WASHINGTON, December 18, 2019— The World Bank Board of Directors approved today a $180 million International Development Association (IDA)* credit to support Senegal’s efforts to boost competitiveness of the energy and ICT sectors and improve access to services for the most vulnerable. The program will help reduce the cost of electricity, improve the performance of the electricity utility, increase competition in the Information and Communication Technologies (ICT) sector and build a sustainable digital economy.
“Reliable, affordable and accessible electricity and ICT services are central to Senegal’s competitiveness and economic transformation,” said Nathan Belete, World Bank Country Director for Senegal.
The multi-sectoral Development Policy Financing (DPF) operation has supported the Government’s efforts over the past two and a half years to diversify the energy mix, increase the use of lower cost gas and renewable energy and broaden access for the poorest. The program also opens the ICT sector for new entrants, increases private sector investment and continues to develop the foundations of the digital economy.

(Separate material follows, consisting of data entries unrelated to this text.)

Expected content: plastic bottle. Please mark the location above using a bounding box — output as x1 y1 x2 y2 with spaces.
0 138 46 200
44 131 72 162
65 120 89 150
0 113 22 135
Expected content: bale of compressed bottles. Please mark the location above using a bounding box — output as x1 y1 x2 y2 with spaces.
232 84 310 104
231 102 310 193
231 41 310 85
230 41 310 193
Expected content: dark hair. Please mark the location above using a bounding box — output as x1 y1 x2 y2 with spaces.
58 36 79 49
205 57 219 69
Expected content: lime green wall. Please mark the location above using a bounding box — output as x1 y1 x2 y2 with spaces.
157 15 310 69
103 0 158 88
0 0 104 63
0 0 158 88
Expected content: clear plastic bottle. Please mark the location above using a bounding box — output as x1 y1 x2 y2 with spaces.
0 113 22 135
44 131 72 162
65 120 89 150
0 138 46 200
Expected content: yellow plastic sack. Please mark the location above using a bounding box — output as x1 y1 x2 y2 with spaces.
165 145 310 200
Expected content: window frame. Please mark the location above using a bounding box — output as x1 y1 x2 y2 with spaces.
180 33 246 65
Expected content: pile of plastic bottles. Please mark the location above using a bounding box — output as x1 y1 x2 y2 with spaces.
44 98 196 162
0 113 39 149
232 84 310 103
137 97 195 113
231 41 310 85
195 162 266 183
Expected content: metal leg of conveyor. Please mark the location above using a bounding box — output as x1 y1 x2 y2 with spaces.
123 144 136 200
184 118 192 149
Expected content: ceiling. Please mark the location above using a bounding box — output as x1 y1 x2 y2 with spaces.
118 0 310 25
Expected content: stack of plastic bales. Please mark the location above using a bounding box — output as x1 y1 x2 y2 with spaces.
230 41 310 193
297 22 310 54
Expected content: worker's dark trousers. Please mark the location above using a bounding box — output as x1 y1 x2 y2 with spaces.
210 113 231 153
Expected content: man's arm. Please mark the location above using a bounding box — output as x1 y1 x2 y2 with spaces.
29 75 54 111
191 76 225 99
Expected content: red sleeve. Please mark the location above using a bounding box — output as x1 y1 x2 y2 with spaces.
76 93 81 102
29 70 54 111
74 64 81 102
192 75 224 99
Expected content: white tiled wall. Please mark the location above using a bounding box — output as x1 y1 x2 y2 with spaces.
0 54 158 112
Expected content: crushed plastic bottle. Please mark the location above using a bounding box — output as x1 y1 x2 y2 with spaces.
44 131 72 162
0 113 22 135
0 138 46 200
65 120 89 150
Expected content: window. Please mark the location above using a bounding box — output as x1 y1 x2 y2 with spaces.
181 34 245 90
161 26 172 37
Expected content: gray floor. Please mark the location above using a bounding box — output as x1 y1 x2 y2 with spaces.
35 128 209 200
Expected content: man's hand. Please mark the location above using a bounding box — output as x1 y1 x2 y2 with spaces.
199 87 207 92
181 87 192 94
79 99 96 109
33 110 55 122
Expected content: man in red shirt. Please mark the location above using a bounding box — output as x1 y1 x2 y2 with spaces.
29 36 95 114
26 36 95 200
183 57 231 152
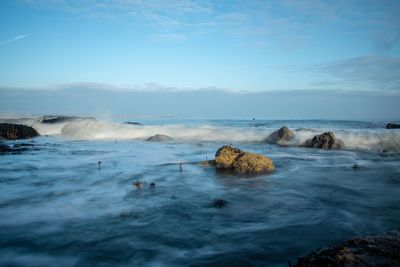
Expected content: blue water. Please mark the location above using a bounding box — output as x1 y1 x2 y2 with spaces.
0 119 400 266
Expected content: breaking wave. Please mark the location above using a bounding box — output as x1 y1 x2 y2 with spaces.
2 116 400 152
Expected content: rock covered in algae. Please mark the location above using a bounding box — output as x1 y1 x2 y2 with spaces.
146 134 172 142
215 146 275 174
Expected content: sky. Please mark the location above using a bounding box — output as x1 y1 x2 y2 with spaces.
0 0 400 119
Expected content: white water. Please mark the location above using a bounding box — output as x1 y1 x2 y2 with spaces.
2 117 400 152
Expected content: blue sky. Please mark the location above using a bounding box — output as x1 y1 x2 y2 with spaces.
0 0 400 116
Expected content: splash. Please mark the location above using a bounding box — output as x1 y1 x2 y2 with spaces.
2 116 400 152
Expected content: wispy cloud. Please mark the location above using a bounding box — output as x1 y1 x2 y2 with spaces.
21 0 400 48
0 34 28 45
303 55 400 90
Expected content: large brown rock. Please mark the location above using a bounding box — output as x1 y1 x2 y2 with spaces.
295 231 400 267
215 146 275 175
0 123 39 140
305 132 344 149
265 126 295 145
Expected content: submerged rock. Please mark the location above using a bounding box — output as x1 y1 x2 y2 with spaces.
295 231 400 267
305 132 344 149
215 146 243 169
386 123 400 129
0 123 39 140
352 164 361 171
212 199 228 209
0 143 34 153
124 121 142 126
215 146 275 174
0 144 13 153
146 134 172 142
39 115 96 124
265 126 295 144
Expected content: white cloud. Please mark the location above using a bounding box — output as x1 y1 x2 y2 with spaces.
0 34 28 45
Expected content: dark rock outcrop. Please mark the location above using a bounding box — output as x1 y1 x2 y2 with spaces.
0 143 34 153
0 123 39 140
305 132 344 149
0 144 13 153
295 231 400 267
212 199 228 209
146 134 172 142
265 126 294 145
215 146 275 175
386 123 400 129
38 115 96 124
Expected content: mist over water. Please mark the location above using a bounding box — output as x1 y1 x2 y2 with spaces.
0 118 400 266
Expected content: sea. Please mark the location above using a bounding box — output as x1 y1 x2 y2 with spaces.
0 116 400 267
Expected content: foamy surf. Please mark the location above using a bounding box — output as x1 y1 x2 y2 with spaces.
1 116 400 152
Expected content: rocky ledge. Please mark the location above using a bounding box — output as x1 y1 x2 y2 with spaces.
265 126 295 145
215 146 275 175
0 123 39 140
295 231 400 267
305 132 344 149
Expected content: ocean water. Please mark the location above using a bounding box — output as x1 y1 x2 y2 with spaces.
0 118 400 266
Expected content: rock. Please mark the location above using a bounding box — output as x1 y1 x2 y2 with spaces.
39 115 96 124
265 126 294 144
215 146 275 175
295 231 400 267
146 134 172 142
0 143 34 153
0 123 39 140
352 164 361 171
386 123 400 129
233 152 275 174
305 132 344 149
215 146 243 169
0 144 13 153
198 160 215 167
212 199 228 209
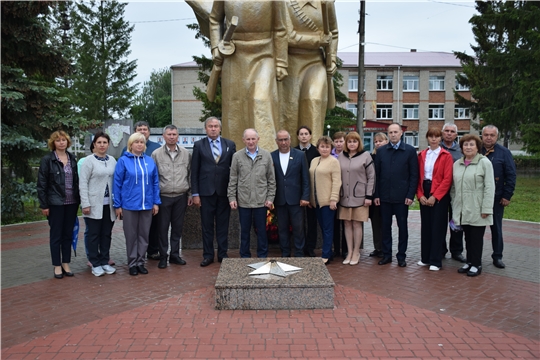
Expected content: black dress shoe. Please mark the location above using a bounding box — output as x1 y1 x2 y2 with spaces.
452 254 467 263
201 258 214 267
369 250 382 257
169 256 186 265
158 259 167 269
62 268 73 276
458 264 471 274
467 266 482 276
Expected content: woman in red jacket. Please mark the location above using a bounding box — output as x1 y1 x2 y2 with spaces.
416 128 454 271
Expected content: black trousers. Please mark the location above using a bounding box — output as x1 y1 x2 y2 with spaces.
85 205 114 267
146 211 161 255
158 194 187 259
276 205 306 257
200 195 231 260
442 199 463 257
47 204 79 266
420 181 450 267
381 199 409 260
490 200 504 260
304 206 317 255
463 225 486 267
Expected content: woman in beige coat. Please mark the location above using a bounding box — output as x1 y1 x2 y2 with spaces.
309 136 341 264
450 134 495 276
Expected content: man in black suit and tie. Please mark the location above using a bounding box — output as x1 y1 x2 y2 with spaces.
191 116 236 266
272 130 309 257
295 126 321 257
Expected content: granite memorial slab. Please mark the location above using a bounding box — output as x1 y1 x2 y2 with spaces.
215 258 335 310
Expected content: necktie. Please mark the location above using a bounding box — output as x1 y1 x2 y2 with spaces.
212 140 220 164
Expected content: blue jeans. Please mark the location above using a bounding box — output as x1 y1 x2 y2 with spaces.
238 206 268 258
315 206 336 259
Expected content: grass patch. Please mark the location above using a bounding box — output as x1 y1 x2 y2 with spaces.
409 175 540 222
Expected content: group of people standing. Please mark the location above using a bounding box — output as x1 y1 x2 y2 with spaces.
38 117 516 278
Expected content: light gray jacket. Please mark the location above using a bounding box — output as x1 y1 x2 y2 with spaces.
450 154 495 226
79 155 116 221
152 144 191 197
227 148 276 209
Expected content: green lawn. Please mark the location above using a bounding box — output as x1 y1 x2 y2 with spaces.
410 175 540 222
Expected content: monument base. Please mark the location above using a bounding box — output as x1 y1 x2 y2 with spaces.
215 258 335 310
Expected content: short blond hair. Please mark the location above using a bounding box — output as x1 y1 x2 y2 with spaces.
47 130 71 151
128 133 146 152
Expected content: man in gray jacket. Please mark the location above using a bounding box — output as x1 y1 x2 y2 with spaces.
227 129 276 258
152 125 193 269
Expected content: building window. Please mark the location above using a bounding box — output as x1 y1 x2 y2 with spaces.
377 75 394 90
404 131 418 148
347 103 358 116
403 76 418 91
403 105 418 119
428 105 444 120
429 76 444 90
454 108 471 119
377 104 392 119
349 75 358 91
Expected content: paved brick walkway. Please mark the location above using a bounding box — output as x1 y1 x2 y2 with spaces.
1 211 540 359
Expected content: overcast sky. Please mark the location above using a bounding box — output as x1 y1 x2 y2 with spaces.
125 0 476 84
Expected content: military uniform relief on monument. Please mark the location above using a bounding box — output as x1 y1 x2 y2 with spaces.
187 0 338 150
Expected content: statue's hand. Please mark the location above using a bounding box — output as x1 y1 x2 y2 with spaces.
276 66 289 81
212 48 223 66
326 61 337 76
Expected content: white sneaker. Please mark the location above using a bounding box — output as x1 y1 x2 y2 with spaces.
92 266 105 276
101 265 116 275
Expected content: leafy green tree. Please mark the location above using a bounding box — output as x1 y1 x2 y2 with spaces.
71 0 138 121
131 68 172 127
455 1 540 152
1 1 93 218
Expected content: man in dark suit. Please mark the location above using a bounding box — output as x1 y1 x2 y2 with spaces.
295 126 320 257
272 130 309 257
191 117 236 266
375 123 418 267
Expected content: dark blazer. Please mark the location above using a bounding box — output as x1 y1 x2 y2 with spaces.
271 146 313 206
375 140 418 204
37 151 81 209
294 144 321 166
482 144 516 203
191 137 236 196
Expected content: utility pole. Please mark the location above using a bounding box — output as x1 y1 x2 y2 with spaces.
356 0 366 142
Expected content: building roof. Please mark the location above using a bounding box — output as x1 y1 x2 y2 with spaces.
171 51 461 68
338 51 461 67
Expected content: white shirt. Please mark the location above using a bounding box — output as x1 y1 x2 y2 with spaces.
279 151 291 175
424 146 441 180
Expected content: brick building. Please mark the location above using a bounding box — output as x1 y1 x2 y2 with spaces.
171 50 476 149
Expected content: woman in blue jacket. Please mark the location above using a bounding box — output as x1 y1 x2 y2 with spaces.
113 133 161 275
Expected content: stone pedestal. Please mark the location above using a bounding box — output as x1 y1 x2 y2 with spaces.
215 258 335 310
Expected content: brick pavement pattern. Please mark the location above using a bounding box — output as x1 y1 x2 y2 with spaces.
1 211 540 359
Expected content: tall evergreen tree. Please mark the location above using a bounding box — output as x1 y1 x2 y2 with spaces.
72 0 137 121
131 68 172 127
455 1 540 151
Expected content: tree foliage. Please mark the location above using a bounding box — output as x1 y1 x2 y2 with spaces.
72 0 138 121
131 68 172 127
455 1 540 152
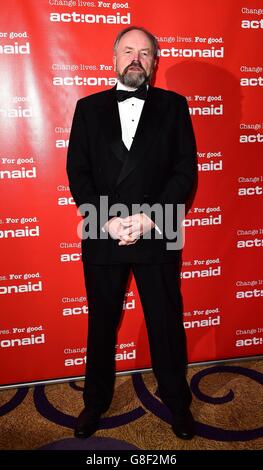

All these measures will reduce costs and therefore increase affordability of basic services supporting economic growth, with a specific focus on increasing access to these services for the poorest.
According to World Bank Task Team Leader, Mustafa Zakir Hussain, “these are deep and consequential reforms that can help transform the energy sector towards one that is affordable for the country and improve the competitive structure of the ICT sector to improve service and reduce prices.” On the digital economy, “Senegal will have only the second standalone Startup Law in Africa, pointing to the seriousness with which the government is addressing this area of the economy,” Hussain added.
* The World Bank’s International Development Association (IDA), established in 1960, helps the world’s poorest countries by providing grants and low to zero-interest loans for projects and programs that boost economic growth, reduce poverty, and improve poor people’s lives. IDA is one of the largest sources of assistance for the world’s 75 poorest countries, 39 of which are in Africa. Resources from IDA bring positive change to the 1.6 billion people who live in IDA countries. Since 1960, IDA has supported development work in 113 countries. Annual commitments have averaged about $21 billion over the last three years, with about 61 percent going to Africa.